Andreas Dombret of Deutsche Bundesbank spoke at the AIMA Global Policy and Regulatory Forum in Dublin. He looked at the estimated extent of fragmentation in regulation of financial services after Brexit and how to address this issue. Dr. Dombret emphasized that fragmentation should not lead to competition through lax regulation or supervision. He opines that, for the financial services sector, "a far-reaching free trade agreement is rather unlikely, given the UK's aspired exit from the single market and the customs union." Thus, firms and supervisors must deliver on a transition agreement, pragmatic supervisory cooperation, and managerial innovation.
He added that he is skeptical about the approach via mutual recognition or about similar approaches based on regulatory harmonization through technical committees and independent arbitration mechanisms. Approaches of this kind could undermine the ability of jurisdictions to set their own rules and the ability to safeguard financial stability. The options that remain on the table are a "no deal" scenario or one with quite limited freedoms for financial services, as in the case of Comprehensive Economic and Trade Agreement between Canada and EU (CETA). First, the "no deal" scenario would mean that the EU and the UK would trade under rules set by the World Trade Organization—where services sectors are only thinly covered. Service providers would then have to apply for comprehensive licenses in both jurisdictions and have all the necessary elements of a fully functioning bank ready in both places.
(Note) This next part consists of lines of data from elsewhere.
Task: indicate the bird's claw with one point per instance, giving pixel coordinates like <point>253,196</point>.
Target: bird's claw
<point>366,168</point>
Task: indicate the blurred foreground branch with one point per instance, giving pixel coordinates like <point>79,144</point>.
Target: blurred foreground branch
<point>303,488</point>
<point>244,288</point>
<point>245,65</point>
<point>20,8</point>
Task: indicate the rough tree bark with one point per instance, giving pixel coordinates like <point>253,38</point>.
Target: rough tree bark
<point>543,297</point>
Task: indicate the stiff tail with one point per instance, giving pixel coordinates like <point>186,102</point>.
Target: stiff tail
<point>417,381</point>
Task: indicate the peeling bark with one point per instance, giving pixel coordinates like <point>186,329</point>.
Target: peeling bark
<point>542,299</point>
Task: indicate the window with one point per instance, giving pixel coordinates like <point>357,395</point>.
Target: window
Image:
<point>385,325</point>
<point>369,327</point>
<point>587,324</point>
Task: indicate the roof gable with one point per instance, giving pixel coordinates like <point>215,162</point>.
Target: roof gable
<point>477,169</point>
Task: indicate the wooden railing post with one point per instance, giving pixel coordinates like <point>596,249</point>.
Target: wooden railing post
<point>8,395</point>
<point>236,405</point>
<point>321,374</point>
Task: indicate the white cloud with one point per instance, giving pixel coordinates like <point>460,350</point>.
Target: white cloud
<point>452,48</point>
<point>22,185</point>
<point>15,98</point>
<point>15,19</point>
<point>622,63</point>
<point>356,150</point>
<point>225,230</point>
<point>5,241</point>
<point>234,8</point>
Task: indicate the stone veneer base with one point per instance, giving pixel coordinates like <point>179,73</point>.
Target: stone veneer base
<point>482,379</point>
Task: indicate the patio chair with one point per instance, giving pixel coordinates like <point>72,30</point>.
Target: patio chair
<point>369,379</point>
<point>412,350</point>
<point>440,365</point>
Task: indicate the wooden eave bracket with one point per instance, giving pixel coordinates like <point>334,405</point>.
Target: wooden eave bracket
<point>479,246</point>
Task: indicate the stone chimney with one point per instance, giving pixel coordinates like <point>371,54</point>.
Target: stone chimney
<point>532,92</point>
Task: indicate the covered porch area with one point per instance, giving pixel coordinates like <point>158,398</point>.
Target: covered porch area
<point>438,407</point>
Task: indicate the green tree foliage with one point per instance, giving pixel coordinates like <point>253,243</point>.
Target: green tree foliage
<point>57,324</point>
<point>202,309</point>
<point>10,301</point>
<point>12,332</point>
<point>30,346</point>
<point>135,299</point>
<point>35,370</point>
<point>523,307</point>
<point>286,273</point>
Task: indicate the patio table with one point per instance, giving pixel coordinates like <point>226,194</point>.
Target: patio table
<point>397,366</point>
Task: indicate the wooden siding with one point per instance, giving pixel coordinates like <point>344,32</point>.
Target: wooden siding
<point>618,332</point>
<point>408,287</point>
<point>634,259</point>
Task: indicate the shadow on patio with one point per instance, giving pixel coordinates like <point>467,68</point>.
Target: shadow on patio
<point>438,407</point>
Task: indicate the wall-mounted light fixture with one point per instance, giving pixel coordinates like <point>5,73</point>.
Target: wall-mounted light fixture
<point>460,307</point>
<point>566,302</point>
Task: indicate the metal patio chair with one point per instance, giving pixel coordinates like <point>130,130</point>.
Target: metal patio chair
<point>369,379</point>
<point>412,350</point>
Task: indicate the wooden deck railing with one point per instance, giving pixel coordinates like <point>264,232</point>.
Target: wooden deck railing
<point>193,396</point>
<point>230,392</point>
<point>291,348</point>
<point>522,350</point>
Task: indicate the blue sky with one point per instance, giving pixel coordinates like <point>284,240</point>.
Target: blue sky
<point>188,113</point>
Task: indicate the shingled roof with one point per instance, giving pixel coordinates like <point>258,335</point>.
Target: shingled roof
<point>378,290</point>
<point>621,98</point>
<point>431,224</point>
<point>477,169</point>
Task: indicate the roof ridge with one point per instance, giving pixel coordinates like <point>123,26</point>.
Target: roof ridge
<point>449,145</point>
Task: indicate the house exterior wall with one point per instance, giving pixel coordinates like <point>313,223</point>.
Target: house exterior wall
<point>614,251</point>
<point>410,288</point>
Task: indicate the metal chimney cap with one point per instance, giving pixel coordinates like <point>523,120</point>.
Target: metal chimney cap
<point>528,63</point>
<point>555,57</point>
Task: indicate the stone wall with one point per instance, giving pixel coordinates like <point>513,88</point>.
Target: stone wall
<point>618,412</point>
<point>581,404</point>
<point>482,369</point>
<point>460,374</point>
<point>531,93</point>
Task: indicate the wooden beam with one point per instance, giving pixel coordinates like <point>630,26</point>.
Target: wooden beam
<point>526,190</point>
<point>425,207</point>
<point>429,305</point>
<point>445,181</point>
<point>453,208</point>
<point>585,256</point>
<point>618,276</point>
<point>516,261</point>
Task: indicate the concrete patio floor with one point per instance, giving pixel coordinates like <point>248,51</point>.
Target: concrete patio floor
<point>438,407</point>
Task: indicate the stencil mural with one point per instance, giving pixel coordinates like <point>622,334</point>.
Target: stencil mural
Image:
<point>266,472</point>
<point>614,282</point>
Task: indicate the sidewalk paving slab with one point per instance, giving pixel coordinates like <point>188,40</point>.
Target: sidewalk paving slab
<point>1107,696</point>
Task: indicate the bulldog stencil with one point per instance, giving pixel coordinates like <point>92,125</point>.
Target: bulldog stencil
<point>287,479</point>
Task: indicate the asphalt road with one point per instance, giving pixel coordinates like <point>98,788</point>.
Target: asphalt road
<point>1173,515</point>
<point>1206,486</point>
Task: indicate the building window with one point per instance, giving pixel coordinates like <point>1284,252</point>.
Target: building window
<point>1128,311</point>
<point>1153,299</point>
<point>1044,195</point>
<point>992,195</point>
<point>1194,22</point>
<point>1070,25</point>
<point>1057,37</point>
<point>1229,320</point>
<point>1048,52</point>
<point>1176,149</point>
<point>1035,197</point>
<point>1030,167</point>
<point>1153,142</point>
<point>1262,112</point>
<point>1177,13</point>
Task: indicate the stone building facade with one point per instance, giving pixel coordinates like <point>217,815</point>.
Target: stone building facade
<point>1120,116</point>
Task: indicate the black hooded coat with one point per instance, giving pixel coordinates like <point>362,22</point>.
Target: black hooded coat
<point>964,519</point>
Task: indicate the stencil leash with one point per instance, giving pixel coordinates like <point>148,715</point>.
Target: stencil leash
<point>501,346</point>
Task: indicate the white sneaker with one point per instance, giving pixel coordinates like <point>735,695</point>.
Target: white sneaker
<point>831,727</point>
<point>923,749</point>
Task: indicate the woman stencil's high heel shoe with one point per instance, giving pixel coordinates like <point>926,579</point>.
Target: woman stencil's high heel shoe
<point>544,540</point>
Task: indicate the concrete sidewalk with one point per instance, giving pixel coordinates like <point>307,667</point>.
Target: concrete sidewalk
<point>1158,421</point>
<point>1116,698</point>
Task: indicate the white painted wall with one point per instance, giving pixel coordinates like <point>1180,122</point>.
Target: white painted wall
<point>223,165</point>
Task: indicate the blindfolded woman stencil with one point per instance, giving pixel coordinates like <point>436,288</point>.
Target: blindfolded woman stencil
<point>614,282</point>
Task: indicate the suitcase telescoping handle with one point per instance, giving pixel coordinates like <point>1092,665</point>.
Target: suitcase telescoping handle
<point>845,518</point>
Second, even a CETA-like deal would most likely not mean far-ranging freedoms to provide financial services in the respective foreign jurisdiction.
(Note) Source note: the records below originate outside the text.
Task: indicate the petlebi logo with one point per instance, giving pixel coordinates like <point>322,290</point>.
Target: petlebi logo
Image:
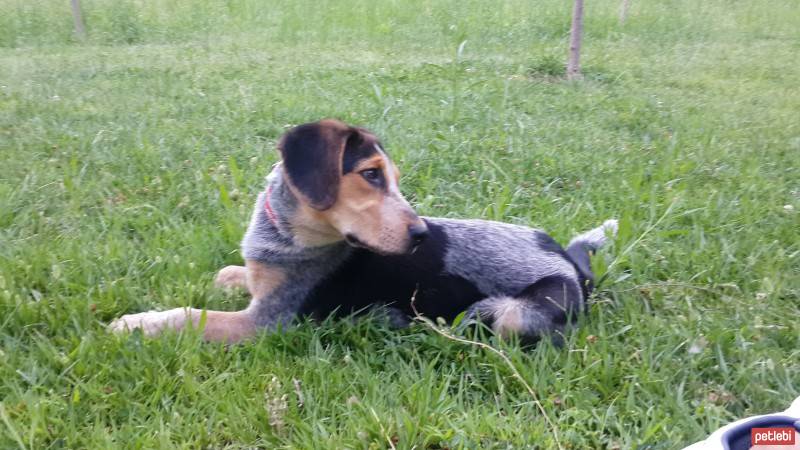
<point>779,438</point>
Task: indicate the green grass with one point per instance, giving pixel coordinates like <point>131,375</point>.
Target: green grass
<point>129,164</point>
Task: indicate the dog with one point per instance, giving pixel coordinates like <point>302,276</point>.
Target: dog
<point>332,234</point>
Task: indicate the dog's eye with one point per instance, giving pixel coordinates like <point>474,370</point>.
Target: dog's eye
<point>371,175</point>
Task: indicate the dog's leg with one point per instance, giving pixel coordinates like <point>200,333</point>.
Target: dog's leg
<point>219,325</point>
<point>544,308</point>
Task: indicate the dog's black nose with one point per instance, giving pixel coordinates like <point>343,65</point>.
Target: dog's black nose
<point>418,233</point>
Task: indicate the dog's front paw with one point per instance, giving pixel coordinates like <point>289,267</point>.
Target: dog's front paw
<point>151,322</point>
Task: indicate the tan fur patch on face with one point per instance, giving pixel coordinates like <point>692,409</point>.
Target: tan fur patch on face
<point>378,216</point>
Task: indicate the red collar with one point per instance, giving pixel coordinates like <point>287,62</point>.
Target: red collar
<point>268,209</point>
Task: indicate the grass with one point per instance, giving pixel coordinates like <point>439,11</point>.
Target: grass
<point>130,163</point>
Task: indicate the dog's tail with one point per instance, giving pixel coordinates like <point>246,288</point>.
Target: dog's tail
<point>582,245</point>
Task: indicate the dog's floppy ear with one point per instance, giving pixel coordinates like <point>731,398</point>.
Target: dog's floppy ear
<point>312,159</point>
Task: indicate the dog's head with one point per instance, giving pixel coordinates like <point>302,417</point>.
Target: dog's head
<point>349,185</point>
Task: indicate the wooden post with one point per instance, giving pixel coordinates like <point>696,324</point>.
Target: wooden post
<point>623,11</point>
<point>77,18</point>
<point>574,62</point>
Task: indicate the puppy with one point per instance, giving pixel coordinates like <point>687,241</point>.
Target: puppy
<point>332,233</point>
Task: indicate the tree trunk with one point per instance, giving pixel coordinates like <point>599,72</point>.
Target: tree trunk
<point>77,17</point>
<point>574,62</point>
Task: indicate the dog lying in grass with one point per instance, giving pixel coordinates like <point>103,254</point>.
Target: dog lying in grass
<point>332,233</point>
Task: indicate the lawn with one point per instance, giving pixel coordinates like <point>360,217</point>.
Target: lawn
<point>129,164</point>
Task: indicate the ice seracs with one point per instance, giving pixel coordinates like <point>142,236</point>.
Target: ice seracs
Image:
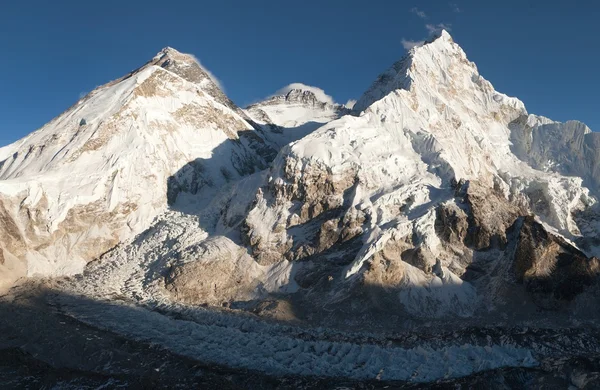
<point>435,197</point>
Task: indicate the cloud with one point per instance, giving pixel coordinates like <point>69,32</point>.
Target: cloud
<point>455,8</point>
<point>437,28</point>
<point>319,93</point>
<point>408,44</point>
<point>213,78</point>
<point>418,12</point>
<point>350,103</point>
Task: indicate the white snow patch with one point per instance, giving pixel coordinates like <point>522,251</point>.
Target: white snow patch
<point>319,93</point>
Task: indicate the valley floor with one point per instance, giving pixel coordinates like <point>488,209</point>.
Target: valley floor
<point>52,339</point>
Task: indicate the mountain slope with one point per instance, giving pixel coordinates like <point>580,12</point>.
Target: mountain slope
<point>297,111</point>
<point>416,204</point>
<point>102,171</point>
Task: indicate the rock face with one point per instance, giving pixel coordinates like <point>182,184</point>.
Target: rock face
<point>433,203</point>
<point>437,197</point>
<point>103,170</point>
<point>294,113</point>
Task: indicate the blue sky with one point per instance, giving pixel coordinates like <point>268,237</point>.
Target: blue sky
<point>544,52</point>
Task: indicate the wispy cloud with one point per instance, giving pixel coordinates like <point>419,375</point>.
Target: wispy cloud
<point>455,8</point>
<point>437,28</point>
<point>418,12</point>
<point>408,44</point>
<point>432,29</point>
<point>209,73</point>
<point>319,93</point>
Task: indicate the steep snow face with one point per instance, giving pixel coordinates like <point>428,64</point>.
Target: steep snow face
<point>294,112</point>
<point>434,137</point>
<point>100,172</point>
<point>569,148</point>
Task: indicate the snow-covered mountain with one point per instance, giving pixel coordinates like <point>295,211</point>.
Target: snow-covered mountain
<point>104,169</point>
<point>434,201</point>
<point>294,112</point>
<point>434,231</point>
<point>436,195</point>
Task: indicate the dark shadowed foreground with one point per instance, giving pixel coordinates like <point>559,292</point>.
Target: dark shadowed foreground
<point>42,347</point>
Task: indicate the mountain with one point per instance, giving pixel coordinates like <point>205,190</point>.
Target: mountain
<point>294,112</point>
<point>437,232</point>
<point>100,172</point>
<point>442,199</point>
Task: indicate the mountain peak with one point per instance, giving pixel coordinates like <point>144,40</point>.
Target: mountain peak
<point>439,62</point>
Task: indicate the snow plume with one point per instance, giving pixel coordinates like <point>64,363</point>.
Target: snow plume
<point>418,12</point>
<point>319,93</point>
<point>213,78</point>
<point>435,29</point>
<point>408,44</point>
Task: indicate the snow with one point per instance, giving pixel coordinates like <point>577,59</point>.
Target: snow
<point>279,354</point>
<point>319,93</point>
<point>137,134</point>
<point>426,123</point>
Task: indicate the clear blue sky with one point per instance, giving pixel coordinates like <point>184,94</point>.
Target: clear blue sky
<point>544,52</point>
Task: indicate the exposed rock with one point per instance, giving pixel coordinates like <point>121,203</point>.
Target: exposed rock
<point>552,269</point>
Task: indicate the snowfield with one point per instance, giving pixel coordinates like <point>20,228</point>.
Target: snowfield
<point>436,230</point>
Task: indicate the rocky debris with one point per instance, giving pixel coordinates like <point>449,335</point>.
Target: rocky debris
<point>552,270</point>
Regarding the transition phase, he said: "A transitional deal between the UK and the EU was agreed yesterday on negotiators' level. During the implementation phase, which is to last until end 2020, EU rules would continue to apply in the UK and the exact terms of the future partnership shall be worked out. ...Many issues are still to be discussed and the transitional period is still not fully guaranteed." He added, with the financial sector firms relocating their business between London on the one hand and Frankfurt, Dublin, and other cities on the other hand, close supervisory cooperation becomes even more important, especially over the coming years when we have to break new ground in supervision. The cooperation between the EU and the UK authorities will have to be put on a new foundation. Information exchange will need to be ensured, along with thinking about how to reduce unnecessary burdens from double licensing. "Whatever political decision is taken, bank supervisors will not only do all they can to make the transition to a new regime as smooth as possible; they will also, in the long run, try to reduce unnecessary inefficiencies where possible."
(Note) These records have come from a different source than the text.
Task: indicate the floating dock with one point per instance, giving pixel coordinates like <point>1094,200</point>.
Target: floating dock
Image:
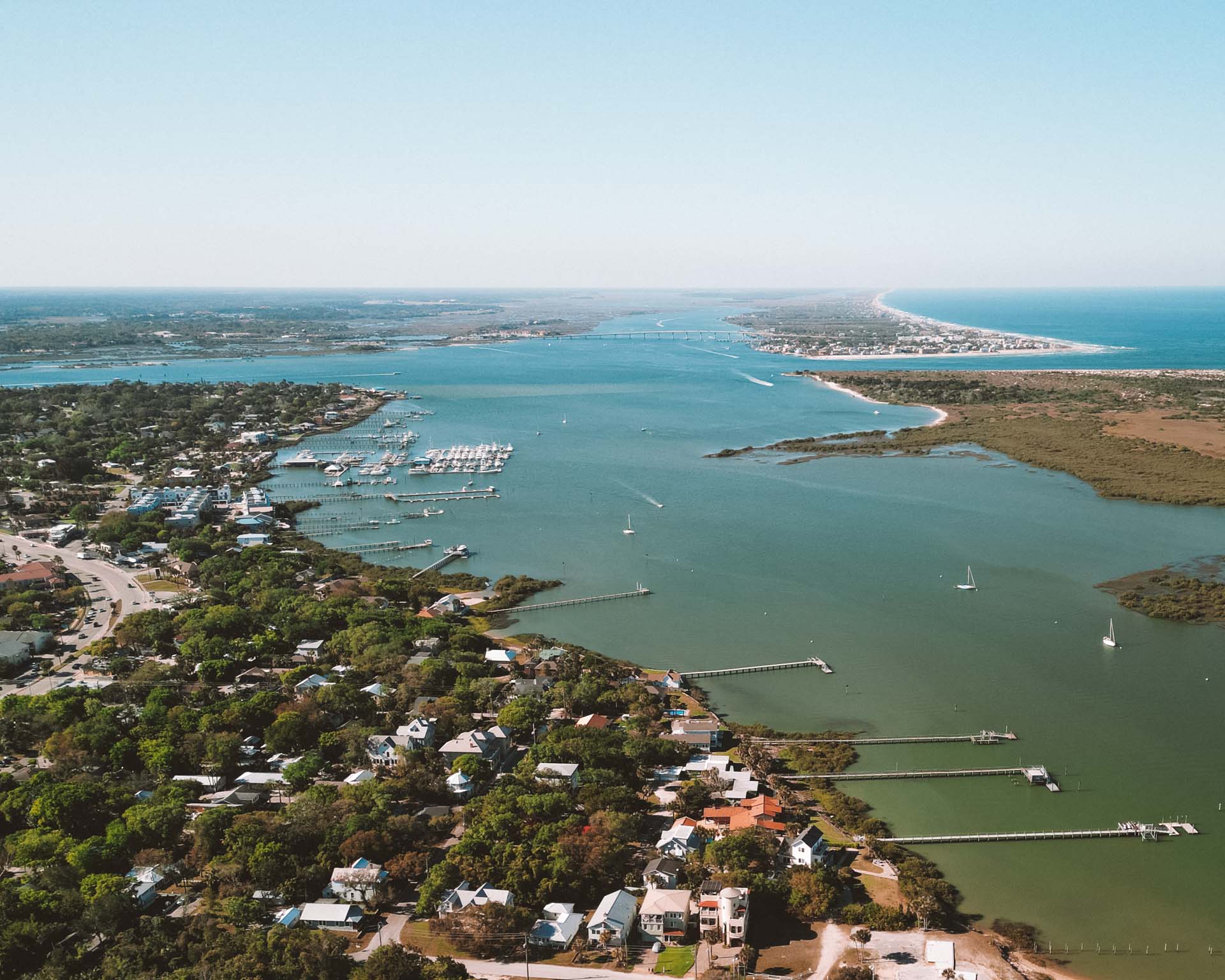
<point>789,665</point>
<point>451,554</point>
<point>983,738</point>
<point>634,595</point>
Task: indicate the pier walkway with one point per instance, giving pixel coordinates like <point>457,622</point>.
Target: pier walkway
<point>450,555</point>
<point>981,738</point>
<point>1037,775</point>
<point>731,671</point>
<point>367,549</point>
<point>634,595</point>
<point>1143,831</point>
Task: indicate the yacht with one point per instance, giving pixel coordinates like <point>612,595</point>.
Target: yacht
<point>1109,639</point>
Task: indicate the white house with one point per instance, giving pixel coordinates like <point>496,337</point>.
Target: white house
<point>724,909</point>
<point>461,785</point>
<point>558,928</point>
<point>462,897</point>
<point>491,746</point>
<point>612,919</point>
<point>664,914</point>
<point>330,916</point>
<point>808,849</point>
<point>559,773</point>
<point>358,882</point>
<point>680,840</point>
<point>385,750</point>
Emphasizing the importance of timely preparation, he stated that banks must begin implementing their plans and submitting their license applications no later than at the end of the second quarter of 2018. Otherwise, it will be very difficult to prevent a cliff edge. Finally, with respect to the PRA proposal for a post-Brexit supervisory approach, which was published in December 2017, Dr. Dombret said: "I very much appreciate the spirit behind this approach. It reflects a solution-oriented, pragmatic, yet stability-oriented stance. In the same vein, the SSM [Single Supervisory Mechanism] has developed quite pragmatic, cooperative policy stances on many of the relevant issues. I am confident that this cooperative style can make an important contribution toward a smooth transition."